Btw. $ ls /sys/devices/system/cpu/ cpu0 cpu104 cpu110 cpu117 cpu123 cpu15 cpu21 cpu28 cpu34 cpu40 cpu47 cpu53 cpu6 cpu66 cpu72 cpu79 cpu85 cpu91 cpu98 cpu1 cpu105 cpu111 cpu118 cpu124 cpu16 cpu22 cpu29 cpu35 cpu41 cpu48 cpu54 cpu60 cpu67 cpu73 cpu8 cpu86 cpu92 cpu99 cpu10 cpu106 cpu112 cpu119 cpu125 cpu17 cpu23 cpu3 cpu36 cpu42 cpu49 cpu55 cpu61 cpu68 cpu74 cpu80 cpu87 cpu93 cpu100 cpu107 cpu113 cpu12 cpu126 cpu18 cpu24 cpu30 cpu37 cpu43 cpu5 cpu56 cpu62 cpu69 cpu75 cpu81 cpu88 cpu94 cpu101 cpu108 cpu114 cpu120 cpu127 cpu19 cpu25 cpu31 cpu38 cpu44 cpu50 cpu57 cpu63 cpu7 cpu76 cpu82 cpu89 cpu95 cpu102 cpu109 cpu115 cpu121 cpu13 cpu2 cpu26 cpu32 cpu39 cpu45 cpu51 cpu58 cpu64 cpu70 cpu77 cpu83 cpu9 cpu96 cpu103 cpu11 cpu116 cpu122 cpu14 cpu20 cpu27 cpu33 cpu4 cpu46 cpu52 cpu59 cpu65 cpu71 cpu78 cpu84 cpu90 cpu97 Why do I have 128 cpus there?
I expect that either powernow-k8 driver uses current->cpus_allowed in a wrong way, or this is broken somewhere higher. Could someone of the kernel hackers have a look at that, I have not much time at the moment -> need to setup a lot new hardware.

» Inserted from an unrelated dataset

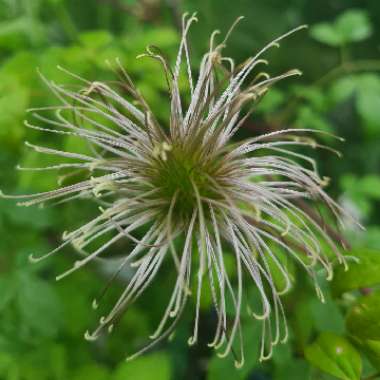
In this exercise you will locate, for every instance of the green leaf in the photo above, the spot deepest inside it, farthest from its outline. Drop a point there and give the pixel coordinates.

You can use *willimas* to test Serial console is on the machine: *sconsole1* -> type in: cscreen the remote powersave switch is rpower3 -> telnet. As this seems to have to do with a scheduler variable -> assigning to Nick. Ask me if you have problem with the machine.

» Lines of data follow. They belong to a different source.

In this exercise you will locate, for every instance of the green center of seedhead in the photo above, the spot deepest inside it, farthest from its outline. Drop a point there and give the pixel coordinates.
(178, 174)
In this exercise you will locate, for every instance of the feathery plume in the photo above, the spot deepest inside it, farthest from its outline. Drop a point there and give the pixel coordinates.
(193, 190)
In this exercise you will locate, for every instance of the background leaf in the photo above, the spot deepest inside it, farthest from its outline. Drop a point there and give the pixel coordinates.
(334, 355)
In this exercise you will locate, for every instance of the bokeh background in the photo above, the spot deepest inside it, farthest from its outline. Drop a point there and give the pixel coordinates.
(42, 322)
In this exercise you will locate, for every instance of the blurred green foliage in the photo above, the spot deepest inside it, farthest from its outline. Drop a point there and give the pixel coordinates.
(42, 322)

I noticed it myself on willimas before, but never acted on it ;-) NR_CPUS is 128 CPUs, so it looks it is trying all possible CPUs. It could be this loop: for (i=0; i<NR_CPUS; i++) { if (!cpu_online(i)) continue; if (check_supported_cpu(i)) supported_cpus++; } however this would imply that cpu_online() is broken, which would be worrying. There were recently some changes in this area for CPU hotplug support.

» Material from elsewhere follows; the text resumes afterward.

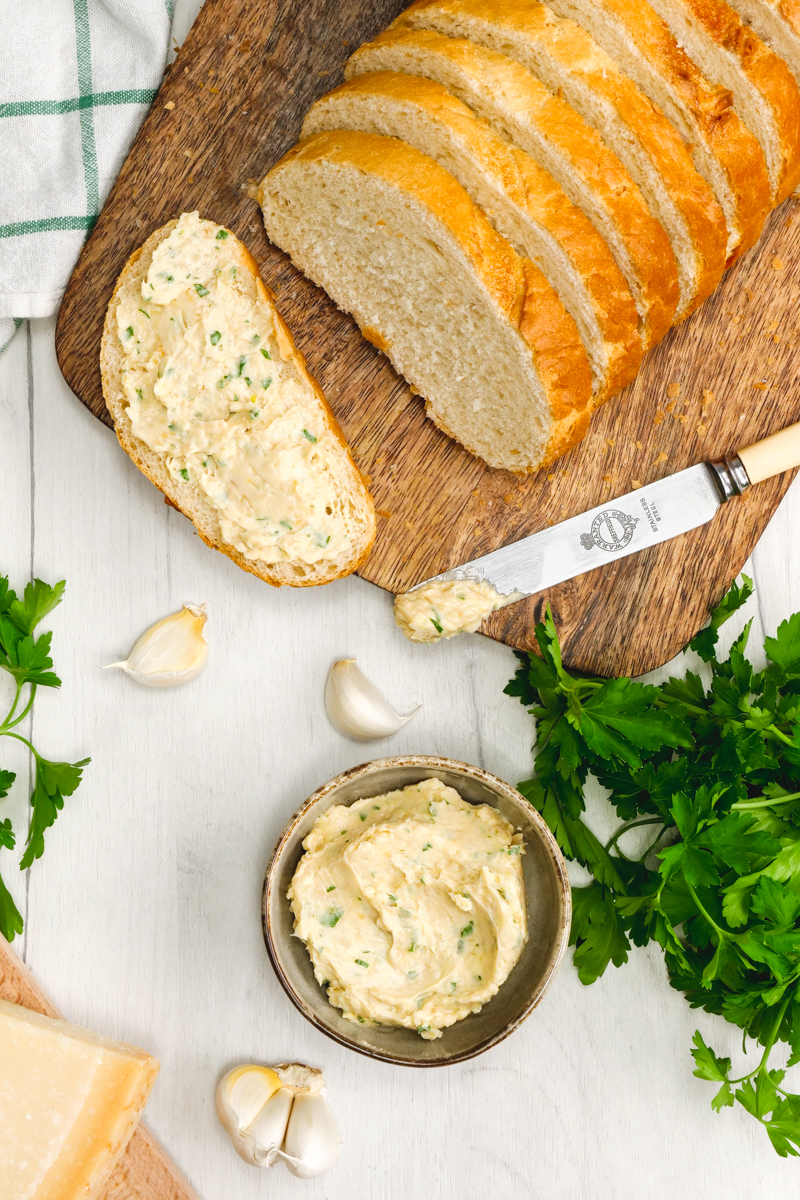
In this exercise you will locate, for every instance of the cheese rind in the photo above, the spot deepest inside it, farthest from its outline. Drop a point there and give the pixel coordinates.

That loop has been in the driver for two years without changes and without error messages from CPU 127. I suspect cpu_online() needs to be investigated.
It's related to cpu hotplug (128 cpus) and sysfs. I just disabled the printk for now. That's a kludge, in mainline we can fix it better.